When supper was over, they were all called on to stand up for the Virginia Reel, which Mrs. McLean played with such spirit that Mr. Oldham and Dr. McLean could not keep their feet still; and before the astonished eyes of Edwin Green and Andy McLean, who had other plans, Mr. Oldham seized Molly and Dr. McLean Nance, and they danced down the middle and back again with as much spirit as they had ever shown in their youth.

"It takes the old timers to dance the old dances, hey, Mr. Oldham?" said the panting doctor as he came up the middle smiling and cutting pigeon wings, while Nance arose to the occasion and "chasseed" to his steps like any belle of the sixties. Even Miss Alice Fern forgot her dignity and romped, but she was very gay, as Edwin had sought her out when Molly danced off with Mr. Oldham. He had remembered that he had been rather remiss in his attentions to his fair cousin.

How they did dance!--and all of the extra men danced with each other, so there were no wall flowers. Richard Blount claimed Melissa as a partner, and they delighted the crowd by singing as they danced a song that Melissa had taught Richard, as she told him of some of the mountain dance games, the words fitting themselves to Mrs. McLean's lively tunes.
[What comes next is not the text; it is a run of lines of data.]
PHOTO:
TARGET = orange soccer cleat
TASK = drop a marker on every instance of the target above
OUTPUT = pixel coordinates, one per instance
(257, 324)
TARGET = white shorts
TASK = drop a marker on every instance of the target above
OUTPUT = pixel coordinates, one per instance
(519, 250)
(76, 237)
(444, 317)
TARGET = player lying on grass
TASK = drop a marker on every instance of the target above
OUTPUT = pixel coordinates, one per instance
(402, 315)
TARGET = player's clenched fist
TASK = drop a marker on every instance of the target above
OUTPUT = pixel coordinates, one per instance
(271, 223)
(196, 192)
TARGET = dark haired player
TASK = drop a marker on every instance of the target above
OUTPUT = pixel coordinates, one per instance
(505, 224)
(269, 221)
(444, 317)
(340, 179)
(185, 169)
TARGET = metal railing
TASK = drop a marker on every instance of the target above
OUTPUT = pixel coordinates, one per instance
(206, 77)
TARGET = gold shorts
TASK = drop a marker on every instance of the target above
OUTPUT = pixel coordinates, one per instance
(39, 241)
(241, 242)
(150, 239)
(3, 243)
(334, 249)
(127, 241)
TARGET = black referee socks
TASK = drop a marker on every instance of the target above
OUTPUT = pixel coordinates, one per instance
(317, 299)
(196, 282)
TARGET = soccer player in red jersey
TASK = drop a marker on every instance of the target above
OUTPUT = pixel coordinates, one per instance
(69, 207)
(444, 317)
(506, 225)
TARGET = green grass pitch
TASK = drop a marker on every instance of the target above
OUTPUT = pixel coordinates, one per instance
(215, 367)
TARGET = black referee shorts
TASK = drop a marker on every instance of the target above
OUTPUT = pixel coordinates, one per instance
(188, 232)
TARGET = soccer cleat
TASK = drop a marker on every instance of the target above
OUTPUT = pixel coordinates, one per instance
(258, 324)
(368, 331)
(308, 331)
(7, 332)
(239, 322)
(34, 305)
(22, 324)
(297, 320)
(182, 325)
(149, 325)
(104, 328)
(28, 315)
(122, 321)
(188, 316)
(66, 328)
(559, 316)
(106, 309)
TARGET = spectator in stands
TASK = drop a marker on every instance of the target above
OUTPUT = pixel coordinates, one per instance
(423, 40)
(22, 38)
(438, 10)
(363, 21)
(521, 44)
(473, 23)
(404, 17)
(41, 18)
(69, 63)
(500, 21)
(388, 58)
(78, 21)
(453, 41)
"'Old man, old man, let me have your daughter?' 'Yes, young man, for a dollar and a quarter. Pick up her duds and pitch 'em up behind her.' 'Here's your money, old man, I've got your daughter.'"
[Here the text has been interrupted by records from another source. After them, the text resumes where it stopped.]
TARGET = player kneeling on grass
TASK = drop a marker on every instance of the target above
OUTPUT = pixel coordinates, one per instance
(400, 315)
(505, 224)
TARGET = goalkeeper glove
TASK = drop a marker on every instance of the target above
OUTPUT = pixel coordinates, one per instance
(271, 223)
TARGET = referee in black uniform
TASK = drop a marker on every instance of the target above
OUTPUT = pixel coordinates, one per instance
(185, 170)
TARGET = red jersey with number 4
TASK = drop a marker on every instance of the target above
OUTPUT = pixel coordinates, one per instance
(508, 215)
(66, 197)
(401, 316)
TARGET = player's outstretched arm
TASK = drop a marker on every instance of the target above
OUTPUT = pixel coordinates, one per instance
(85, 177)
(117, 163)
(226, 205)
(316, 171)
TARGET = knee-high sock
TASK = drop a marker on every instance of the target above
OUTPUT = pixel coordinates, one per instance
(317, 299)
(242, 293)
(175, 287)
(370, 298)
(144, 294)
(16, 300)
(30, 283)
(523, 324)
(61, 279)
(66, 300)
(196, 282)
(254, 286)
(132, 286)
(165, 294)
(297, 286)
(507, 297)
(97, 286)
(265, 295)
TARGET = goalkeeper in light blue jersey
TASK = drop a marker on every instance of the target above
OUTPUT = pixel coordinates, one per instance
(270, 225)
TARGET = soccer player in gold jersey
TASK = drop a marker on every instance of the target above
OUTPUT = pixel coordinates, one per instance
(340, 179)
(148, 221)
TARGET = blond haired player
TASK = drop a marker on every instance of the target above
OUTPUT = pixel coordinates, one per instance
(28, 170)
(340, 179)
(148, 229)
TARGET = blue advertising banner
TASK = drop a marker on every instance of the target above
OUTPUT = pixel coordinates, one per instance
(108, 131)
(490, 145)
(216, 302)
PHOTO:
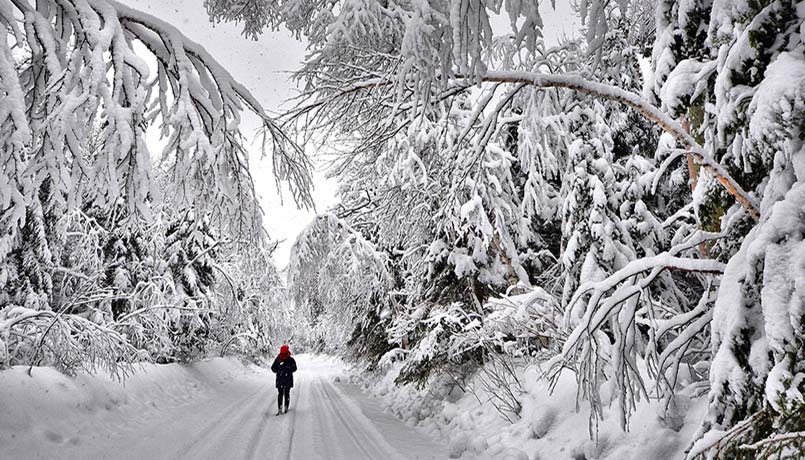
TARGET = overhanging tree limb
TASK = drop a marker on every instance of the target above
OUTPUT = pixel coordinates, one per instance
(643, 107)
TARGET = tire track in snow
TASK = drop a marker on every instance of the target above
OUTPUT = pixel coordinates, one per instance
(253, 451)
(365, 435)
(224, 423)
(344, 423)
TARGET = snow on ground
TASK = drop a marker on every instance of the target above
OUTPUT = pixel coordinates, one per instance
(549, 428)
(217, 409)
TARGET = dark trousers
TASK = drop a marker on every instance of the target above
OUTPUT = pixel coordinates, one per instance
(283, 393)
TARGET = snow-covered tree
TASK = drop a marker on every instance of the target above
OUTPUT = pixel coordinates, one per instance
(338, 281)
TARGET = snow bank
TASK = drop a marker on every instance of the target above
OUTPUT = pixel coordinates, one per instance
(47, 411)
(550, 427)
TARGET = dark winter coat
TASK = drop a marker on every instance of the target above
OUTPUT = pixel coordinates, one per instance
(284, 370)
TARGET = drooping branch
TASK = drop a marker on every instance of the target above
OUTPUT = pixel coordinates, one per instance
(584, 86)
(643, 107)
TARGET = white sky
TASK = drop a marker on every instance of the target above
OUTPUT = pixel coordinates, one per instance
(263, 66)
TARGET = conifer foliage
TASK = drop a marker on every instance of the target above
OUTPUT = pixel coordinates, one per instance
(95, 268)
(633, 196)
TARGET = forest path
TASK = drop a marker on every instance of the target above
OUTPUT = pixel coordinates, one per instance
(328, 420)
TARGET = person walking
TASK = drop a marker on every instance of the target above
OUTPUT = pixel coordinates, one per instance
(284, 366)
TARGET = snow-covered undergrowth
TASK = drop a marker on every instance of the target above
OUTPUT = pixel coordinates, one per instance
(549, 426)
(46, 412)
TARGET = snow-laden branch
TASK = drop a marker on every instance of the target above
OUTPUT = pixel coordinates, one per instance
(639, 104)
(78, 93)
(584, 86)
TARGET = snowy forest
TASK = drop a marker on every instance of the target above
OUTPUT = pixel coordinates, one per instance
(625, 208)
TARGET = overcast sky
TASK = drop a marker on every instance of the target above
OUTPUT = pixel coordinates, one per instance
(263, 67)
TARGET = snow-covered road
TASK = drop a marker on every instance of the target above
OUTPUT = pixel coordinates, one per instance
(328, 420)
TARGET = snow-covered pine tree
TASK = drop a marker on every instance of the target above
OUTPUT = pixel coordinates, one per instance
(190, 253)
(735, 70)
(339, 282)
After the dance they drew around the open fire in the hall and roasted chestnuts and popped corn and told stories, and had a very merry old-fashioned time capping quotations. And finally the one thing wanting, as Molly thought, came to pass, and Professor Green read Dickens' Christmas Carol just as he had three years before, when he and his sister gave Molly the surprise party at Queen's in her Sophomore year.

"At the risk of making myself verra unpopular, I am afraid I shall have to say it is time for all of us to be in bed," said Mrs. McLean, when the professor closed the worn old copy of Dickens.

"Oh, not 'til we have had a little more dancing, please, dear Mrs. McLean," came in a chorus from the young people; and Professor Green told her that it would be a pity to throw Dodo back on a rocking chair for a partner before he had had a little more practice with flesh and blood. So up they all sprang, and with Miss Grace at the piano, to relieve the good-natured Mrs. McLean, who had thrummed her fingers sore, off they went into more waltzes and two-steps, even the shy Melissa dancing with Richard Blount as though she had been at balls every night of her life. Otoyo and Mr. Seshu hopped around together as though "step-twoing" and "dance-rounding" were the national dances of Japan.

And so ended the delightful surprise party. Before they departed, Dr. McLean drew his wife under the mistletoe and kissed her.

"Just to show you bashful young fellows how it is done," said the jovial doctor.

"And I will give the lassies a lesson in how to accept such public demonstration," said his blushing wife, and she suited the action to the word by giving him a playful slap, whereupon he kissed her again, but instead of another slap she hugged him in return, and there was a general laugh.

"I did that just to show the indignant lassies that they must not hold with their anger too long. A kiss under the mistletoe has never yet been offered as an insult, and the forward miss is not the one to get the kiss."